THE International Monetary Fund (IMF) has issued an alarming warning about the potential impact of artificial intelligence (AI) on jobs.
According to a recent IMF study, up to 60% of employment in advanced economies such as Spain could be impacted by the development of AI.
The impact is estimated to be lower in developing and low-income economies, with 40% and 26% of jobs being affected respectively.
However, there remains optimism about the potential positive impacts of AI – the IMF study estimates that while advanced economies are prone to the greatest risks derived by AI due to its impact on employment, they are also in a privileged position to capitalise on its benefits.
Thus, the IMF expects that roughly half of the jobs exposed to AI in advanced economies will actually benefit from its development.
The managing director of the IMF, Kristilina Georgieva, commented: “We are on the precipice of a technological revolution that has the potential to boost productivity, accelerate global growth and elevate incomes across the world. However, it could also replace jobs and exacerbate inequality.”
In developing and low-income economies, the impact of AI on jobs is expected to initially be less significant.
However, many such countries lack the infrastructure and labour force to feel the full benefits of AI.

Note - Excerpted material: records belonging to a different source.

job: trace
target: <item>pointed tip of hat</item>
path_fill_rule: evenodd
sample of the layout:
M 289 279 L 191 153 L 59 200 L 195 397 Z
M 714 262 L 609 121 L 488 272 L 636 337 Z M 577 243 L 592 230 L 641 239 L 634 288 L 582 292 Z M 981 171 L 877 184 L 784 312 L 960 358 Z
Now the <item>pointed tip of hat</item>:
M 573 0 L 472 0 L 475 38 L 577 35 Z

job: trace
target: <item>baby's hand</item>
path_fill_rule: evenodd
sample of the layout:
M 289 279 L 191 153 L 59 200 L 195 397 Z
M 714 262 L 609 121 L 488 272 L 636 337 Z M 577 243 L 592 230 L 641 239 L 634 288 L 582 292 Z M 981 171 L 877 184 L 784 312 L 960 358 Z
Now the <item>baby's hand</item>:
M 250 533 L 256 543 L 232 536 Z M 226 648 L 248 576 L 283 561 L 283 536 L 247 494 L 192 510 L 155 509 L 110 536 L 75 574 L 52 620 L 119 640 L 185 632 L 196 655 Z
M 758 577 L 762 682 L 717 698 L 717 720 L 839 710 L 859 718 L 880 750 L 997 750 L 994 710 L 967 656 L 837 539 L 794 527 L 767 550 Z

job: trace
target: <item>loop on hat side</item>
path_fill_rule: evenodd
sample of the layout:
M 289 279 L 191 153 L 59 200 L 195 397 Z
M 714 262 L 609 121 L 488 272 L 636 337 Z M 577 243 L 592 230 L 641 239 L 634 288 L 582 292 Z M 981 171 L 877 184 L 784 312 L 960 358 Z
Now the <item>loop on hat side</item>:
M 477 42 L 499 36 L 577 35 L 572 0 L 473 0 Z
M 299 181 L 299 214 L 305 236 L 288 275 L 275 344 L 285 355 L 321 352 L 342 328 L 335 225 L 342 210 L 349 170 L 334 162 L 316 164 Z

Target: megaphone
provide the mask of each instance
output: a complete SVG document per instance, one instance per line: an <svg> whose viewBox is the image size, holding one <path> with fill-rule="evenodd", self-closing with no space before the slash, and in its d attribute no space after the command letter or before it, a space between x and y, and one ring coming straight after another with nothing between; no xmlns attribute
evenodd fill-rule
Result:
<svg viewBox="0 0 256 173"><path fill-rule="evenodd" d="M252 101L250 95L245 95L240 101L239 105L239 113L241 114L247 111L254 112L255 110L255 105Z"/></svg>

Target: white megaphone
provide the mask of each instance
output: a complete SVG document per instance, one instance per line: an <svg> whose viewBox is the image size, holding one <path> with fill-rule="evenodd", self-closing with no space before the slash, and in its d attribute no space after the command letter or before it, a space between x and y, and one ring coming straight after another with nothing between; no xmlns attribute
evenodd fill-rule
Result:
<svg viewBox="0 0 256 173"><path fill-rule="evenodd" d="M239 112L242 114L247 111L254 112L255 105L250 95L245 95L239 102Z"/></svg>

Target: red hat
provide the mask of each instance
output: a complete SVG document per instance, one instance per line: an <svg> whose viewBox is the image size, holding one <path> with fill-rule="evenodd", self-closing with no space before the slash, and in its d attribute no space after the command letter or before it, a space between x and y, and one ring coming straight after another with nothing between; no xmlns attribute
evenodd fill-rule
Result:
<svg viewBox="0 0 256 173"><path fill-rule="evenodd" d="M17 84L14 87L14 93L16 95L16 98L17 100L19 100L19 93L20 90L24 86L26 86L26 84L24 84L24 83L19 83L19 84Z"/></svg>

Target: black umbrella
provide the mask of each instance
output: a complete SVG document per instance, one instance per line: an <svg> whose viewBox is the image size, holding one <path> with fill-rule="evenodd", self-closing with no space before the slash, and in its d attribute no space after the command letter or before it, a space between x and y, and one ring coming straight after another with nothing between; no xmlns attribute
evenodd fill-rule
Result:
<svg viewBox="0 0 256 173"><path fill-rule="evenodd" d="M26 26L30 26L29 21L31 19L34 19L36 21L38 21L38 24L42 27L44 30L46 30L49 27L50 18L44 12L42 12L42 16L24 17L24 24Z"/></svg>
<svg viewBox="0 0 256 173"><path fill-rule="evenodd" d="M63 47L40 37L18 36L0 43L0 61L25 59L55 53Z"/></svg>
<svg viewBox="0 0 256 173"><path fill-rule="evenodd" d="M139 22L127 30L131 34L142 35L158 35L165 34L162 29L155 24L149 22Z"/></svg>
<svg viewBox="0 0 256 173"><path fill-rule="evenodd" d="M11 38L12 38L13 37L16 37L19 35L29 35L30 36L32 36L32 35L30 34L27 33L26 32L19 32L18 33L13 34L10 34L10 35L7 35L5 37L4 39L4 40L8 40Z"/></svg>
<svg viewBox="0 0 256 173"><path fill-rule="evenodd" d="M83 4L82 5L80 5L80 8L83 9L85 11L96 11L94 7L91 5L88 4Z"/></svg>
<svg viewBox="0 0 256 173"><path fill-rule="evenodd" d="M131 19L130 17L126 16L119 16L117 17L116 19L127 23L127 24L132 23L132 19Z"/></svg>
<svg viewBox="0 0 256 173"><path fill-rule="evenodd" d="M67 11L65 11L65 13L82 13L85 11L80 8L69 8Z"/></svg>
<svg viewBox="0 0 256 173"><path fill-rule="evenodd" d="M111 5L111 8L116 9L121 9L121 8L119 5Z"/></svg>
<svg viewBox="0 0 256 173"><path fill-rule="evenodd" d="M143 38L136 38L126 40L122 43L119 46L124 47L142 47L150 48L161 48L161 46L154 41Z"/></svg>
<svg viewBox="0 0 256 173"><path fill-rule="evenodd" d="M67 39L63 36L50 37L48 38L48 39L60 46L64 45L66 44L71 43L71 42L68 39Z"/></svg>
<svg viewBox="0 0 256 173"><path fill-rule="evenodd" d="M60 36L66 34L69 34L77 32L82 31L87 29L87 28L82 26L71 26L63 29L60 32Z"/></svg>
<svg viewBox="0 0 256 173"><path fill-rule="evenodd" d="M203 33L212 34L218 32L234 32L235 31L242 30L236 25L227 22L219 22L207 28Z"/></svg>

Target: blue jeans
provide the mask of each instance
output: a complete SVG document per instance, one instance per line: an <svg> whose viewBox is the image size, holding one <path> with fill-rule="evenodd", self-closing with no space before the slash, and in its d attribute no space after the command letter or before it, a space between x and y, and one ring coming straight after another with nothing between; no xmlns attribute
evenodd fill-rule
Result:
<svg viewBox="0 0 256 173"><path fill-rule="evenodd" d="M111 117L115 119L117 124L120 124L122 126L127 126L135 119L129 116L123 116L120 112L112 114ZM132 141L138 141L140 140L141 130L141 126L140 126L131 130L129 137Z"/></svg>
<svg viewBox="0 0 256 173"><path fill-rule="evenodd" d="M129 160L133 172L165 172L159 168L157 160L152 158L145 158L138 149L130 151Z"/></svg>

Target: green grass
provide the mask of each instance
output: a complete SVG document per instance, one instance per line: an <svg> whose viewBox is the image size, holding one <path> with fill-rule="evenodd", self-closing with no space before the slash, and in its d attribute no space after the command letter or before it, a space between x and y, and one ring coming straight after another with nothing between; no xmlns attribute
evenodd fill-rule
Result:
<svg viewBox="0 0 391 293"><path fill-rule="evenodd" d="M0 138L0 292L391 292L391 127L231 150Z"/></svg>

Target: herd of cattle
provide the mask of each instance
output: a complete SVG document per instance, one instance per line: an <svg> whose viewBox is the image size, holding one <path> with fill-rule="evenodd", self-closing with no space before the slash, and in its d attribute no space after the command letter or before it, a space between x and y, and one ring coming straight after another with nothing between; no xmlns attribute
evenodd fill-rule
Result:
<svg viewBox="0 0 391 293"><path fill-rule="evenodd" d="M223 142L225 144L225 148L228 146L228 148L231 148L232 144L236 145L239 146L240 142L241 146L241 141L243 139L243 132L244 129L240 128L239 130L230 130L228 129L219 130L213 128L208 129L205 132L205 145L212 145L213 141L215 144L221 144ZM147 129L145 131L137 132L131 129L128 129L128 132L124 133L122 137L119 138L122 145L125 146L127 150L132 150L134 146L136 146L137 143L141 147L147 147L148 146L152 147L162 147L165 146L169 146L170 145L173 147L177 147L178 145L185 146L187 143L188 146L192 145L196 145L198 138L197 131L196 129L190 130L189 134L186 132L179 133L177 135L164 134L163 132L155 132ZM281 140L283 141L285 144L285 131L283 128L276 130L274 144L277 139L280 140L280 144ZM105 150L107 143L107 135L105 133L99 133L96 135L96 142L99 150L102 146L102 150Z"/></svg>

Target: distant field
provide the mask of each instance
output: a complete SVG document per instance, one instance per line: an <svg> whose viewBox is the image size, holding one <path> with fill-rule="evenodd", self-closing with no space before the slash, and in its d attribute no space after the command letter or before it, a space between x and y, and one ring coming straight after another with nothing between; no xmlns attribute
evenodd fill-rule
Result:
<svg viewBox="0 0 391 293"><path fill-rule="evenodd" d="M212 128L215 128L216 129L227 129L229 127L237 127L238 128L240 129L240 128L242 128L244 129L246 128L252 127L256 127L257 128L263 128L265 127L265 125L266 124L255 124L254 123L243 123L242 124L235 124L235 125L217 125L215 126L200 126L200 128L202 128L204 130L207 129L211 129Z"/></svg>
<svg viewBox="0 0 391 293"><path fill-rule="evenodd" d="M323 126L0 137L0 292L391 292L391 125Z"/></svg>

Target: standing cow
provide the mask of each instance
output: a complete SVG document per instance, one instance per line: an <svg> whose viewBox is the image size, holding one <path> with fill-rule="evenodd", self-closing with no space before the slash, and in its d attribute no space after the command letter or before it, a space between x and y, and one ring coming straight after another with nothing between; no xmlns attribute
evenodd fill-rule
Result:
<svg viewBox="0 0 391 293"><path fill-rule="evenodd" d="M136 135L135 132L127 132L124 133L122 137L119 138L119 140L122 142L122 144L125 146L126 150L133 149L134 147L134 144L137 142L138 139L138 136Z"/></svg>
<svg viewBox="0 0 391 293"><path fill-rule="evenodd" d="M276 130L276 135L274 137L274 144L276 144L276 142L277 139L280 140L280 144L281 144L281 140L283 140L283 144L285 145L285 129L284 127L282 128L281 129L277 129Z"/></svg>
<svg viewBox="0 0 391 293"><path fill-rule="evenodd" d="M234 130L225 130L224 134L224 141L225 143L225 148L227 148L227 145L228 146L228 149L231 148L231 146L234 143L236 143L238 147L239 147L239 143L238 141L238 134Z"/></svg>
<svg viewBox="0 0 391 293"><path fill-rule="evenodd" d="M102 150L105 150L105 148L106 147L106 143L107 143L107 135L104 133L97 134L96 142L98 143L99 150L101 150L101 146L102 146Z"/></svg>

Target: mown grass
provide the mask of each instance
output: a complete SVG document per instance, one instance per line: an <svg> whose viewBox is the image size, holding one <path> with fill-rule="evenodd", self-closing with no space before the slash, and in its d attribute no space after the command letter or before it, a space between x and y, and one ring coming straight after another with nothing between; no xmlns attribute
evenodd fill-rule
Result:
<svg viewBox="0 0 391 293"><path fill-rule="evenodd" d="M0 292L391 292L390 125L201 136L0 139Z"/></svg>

Georgieva, who became chief of the IMF in 2019, warned: “In the majority of scenarios, AI will probably worsen general inequality.”
This is likely to be dependent on to what extent AI compliments or replaces high-income jobs – it could lead to a disproportionate increase in pay, productivity, and returns on invested capital, favouring those with higher incomes.
“It is crucial that countries establish rigorous social security nets and offer re-skilling initiatives to vulnerable workers,” added Georgieva, before departing for the World Economic Forum in Davos, Switzerland.